Cette application peut traiter des données nominatives de la nature de celles mentionnées à l'article 31 de la loi du 6 janvier 1978 susvisée, dans les seuls cas où ces informations résultent de la nature ou des circonstances de l'infraction ou se rapportent à des signes physiques particuliers, objectifs et permanents, en tant qu'éléments de signalement des personnes, dès lors que ces éléments sont nécessaires à la recherche et à l'identification des auteurs d'infractions définies à l'article 2.

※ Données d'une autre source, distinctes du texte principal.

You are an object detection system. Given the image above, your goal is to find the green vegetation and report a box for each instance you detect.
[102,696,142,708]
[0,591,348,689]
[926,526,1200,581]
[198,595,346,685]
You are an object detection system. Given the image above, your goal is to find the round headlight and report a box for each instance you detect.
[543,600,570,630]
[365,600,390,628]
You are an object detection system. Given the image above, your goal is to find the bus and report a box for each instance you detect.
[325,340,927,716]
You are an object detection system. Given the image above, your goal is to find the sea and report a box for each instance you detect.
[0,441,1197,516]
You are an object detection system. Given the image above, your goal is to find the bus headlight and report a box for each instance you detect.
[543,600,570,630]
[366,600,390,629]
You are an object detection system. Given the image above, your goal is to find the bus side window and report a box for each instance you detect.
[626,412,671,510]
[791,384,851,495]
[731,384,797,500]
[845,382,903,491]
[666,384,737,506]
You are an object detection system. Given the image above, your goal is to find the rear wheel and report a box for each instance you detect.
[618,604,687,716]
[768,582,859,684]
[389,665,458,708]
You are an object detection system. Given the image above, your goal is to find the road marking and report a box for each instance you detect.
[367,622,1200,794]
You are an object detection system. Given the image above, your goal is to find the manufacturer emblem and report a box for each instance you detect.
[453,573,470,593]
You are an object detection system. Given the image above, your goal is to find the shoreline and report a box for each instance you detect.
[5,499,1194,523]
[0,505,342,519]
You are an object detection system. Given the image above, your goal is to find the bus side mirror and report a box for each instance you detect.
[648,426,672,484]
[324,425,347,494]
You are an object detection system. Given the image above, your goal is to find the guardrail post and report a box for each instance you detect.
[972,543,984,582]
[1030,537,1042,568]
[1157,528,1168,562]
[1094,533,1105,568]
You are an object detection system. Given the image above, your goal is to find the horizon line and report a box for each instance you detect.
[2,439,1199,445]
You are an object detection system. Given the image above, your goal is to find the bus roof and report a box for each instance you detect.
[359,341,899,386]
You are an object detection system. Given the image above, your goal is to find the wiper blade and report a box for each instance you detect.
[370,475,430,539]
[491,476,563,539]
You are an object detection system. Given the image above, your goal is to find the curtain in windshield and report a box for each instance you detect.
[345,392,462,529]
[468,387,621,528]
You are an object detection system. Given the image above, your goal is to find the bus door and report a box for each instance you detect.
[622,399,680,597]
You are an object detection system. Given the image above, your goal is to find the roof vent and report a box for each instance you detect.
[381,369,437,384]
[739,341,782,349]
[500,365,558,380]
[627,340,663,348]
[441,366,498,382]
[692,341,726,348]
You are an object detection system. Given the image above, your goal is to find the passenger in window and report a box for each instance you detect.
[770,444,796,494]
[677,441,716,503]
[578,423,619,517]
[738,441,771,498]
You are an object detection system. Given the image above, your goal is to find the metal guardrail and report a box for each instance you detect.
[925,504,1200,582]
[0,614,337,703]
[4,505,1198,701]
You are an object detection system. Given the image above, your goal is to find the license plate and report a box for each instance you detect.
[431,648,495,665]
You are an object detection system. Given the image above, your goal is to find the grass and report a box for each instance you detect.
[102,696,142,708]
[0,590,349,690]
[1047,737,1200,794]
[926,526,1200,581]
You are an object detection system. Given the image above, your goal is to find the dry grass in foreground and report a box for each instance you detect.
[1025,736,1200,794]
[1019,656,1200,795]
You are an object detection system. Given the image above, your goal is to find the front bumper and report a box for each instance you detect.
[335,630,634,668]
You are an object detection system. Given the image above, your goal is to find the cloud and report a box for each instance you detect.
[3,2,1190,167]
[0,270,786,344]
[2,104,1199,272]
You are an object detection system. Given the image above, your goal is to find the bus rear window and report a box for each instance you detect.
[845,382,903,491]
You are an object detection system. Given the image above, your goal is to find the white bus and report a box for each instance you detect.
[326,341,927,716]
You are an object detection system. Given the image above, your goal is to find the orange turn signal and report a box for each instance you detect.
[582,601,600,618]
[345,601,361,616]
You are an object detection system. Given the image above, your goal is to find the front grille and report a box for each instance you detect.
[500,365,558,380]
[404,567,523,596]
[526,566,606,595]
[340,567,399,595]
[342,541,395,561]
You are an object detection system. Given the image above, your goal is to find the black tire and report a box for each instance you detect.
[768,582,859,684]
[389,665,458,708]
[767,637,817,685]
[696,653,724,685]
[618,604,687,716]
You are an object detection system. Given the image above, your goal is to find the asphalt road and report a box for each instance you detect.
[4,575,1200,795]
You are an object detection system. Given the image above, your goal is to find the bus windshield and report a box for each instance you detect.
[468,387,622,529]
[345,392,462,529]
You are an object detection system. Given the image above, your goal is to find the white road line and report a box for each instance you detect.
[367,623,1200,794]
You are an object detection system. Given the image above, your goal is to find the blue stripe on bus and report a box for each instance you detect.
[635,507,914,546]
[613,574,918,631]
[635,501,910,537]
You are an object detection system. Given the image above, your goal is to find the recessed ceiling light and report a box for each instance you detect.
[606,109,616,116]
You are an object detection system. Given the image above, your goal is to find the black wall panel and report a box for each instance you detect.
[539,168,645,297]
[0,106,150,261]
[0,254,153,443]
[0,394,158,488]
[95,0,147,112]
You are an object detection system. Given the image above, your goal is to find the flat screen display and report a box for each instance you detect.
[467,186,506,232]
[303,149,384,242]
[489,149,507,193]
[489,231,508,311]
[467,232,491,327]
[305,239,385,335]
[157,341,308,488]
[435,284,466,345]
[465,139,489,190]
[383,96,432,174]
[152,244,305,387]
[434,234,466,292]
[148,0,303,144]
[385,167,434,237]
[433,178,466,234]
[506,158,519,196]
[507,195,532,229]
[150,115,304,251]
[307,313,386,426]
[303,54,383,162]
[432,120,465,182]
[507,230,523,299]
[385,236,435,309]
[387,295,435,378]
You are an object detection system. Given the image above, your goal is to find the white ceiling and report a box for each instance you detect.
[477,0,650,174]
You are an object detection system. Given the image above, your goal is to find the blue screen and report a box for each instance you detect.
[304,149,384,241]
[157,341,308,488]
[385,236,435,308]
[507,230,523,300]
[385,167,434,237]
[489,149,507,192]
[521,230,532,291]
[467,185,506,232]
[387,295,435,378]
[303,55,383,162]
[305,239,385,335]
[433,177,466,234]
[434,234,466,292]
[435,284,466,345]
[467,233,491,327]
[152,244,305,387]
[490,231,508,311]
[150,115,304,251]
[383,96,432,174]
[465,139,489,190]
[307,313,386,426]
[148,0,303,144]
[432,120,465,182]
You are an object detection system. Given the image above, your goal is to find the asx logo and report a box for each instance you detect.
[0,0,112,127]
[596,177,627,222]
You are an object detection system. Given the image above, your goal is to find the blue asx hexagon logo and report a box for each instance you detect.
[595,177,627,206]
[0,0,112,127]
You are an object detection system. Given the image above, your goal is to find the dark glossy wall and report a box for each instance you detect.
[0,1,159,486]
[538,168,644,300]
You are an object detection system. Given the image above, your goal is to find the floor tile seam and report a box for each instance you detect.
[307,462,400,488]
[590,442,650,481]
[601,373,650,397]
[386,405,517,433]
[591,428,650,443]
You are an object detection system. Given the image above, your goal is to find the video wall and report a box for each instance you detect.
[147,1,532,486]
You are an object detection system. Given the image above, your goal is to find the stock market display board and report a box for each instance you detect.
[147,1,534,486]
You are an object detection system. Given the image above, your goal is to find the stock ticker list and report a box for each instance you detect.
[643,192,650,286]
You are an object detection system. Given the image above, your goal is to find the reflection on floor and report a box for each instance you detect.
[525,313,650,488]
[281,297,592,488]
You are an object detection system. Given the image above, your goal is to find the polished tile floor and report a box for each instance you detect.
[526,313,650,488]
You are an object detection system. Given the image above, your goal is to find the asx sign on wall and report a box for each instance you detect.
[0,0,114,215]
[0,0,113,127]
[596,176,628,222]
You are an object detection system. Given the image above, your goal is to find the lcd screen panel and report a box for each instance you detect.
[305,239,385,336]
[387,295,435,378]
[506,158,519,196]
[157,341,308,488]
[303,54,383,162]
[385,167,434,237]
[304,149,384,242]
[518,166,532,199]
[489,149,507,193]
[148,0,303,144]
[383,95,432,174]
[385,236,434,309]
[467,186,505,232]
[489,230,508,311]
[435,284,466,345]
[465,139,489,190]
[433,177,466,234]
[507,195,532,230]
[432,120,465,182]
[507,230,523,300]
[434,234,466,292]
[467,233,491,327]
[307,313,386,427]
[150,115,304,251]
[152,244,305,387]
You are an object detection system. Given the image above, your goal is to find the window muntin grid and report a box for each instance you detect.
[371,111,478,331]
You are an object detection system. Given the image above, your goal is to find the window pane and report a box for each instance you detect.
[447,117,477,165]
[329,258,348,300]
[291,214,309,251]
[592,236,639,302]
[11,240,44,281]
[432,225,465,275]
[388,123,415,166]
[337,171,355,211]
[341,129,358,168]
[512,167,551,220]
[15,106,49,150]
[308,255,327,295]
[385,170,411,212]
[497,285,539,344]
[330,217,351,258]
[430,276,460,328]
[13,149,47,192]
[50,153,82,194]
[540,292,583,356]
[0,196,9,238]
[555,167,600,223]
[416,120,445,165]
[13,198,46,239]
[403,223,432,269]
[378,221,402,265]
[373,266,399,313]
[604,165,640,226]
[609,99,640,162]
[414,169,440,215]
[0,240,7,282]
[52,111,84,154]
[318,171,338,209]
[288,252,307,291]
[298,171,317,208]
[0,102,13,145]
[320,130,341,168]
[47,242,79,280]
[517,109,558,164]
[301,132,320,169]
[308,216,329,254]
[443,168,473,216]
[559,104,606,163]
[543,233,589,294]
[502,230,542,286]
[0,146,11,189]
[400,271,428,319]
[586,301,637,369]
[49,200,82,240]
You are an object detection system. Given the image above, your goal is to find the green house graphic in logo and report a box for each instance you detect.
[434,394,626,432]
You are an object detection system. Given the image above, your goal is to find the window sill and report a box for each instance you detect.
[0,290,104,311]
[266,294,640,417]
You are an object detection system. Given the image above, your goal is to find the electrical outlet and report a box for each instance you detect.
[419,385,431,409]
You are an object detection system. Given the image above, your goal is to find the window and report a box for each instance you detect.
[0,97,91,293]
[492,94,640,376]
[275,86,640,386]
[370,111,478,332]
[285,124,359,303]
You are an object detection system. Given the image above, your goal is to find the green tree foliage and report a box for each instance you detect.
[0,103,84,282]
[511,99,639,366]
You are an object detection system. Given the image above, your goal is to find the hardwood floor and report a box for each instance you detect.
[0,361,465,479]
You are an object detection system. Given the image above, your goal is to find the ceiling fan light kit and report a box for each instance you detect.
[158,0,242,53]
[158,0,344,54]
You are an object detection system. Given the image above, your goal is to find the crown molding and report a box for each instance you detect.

Art. 2. - Le fichier est constitué des informations recueillies dans les comptes rendus d'enquête rédigés à partir des procédures mentionnées au premier alinéa de l'article 1er lorsqu'elles concernent des personnes à l'encontre desquelles sont réunis, lors de l'enquête préliminaire, de l'enquête de flagrance ou sur commission rogatoire, des indices ou des éléments graves et concordants attestant leur participation à la commission d'un crime, d'un délit ou d'une contravention de 5e classe prévue aux articles R. 625-1, R. 625-7, R. 625-8, R. 635-1, R. 645-1 et R. 645-12 du code pénal, ou les victimes de ces infractions.
Les informations nominatives relatives aux personnes mises en cause et aux victimes ainsi que la qualification des faits, telles qu'elles sont enregistrées dans le STIC, sont transmises au procureur de la République territorialement compétent en même temps que la procédure.
Art. 3. - Le traitement des informations nominatives s'effectue sous le contrôle du procureur de la République territorialement compétent qui peut demander leur rectification ou leur effacement, ou que soient ajoutées certaines des informations mentionnées à l'article 4.
Pour l'application de l'article 37 de la loi du 6 janvier 1978 susvisée, le procureur de la République transmet au gestionnaire du fichier les informations relatives aux décisions de relaxe ou d'acquittement devenues définitives. Il transmet également les décisions de non-lieu ou de classement sans suite motivées par l'insuffisance de charges à l'encontre du mis en cause. Les informations directement ou indirectement nominatives relatives aux personnes mises en cause sont supprimées par le gestionnaire du fichier en cas de décision de relaxe ou d'acquittement devenue définitive. Les informations directement ou indirectement nominatives relatives aux personnes ayant bénéficié d'un non-lieu font l'objet d'une mise à jour, sauf dans le cas où le procureur de la République territorialement compétent en prescrit l'effacement. Les informations directement ou indirectement nominatives relatives aux personnes mises en cause sont complétées par les décisions de classement sans suite motivées par l'insuffisance de charges à l'encontre des personnes concernées.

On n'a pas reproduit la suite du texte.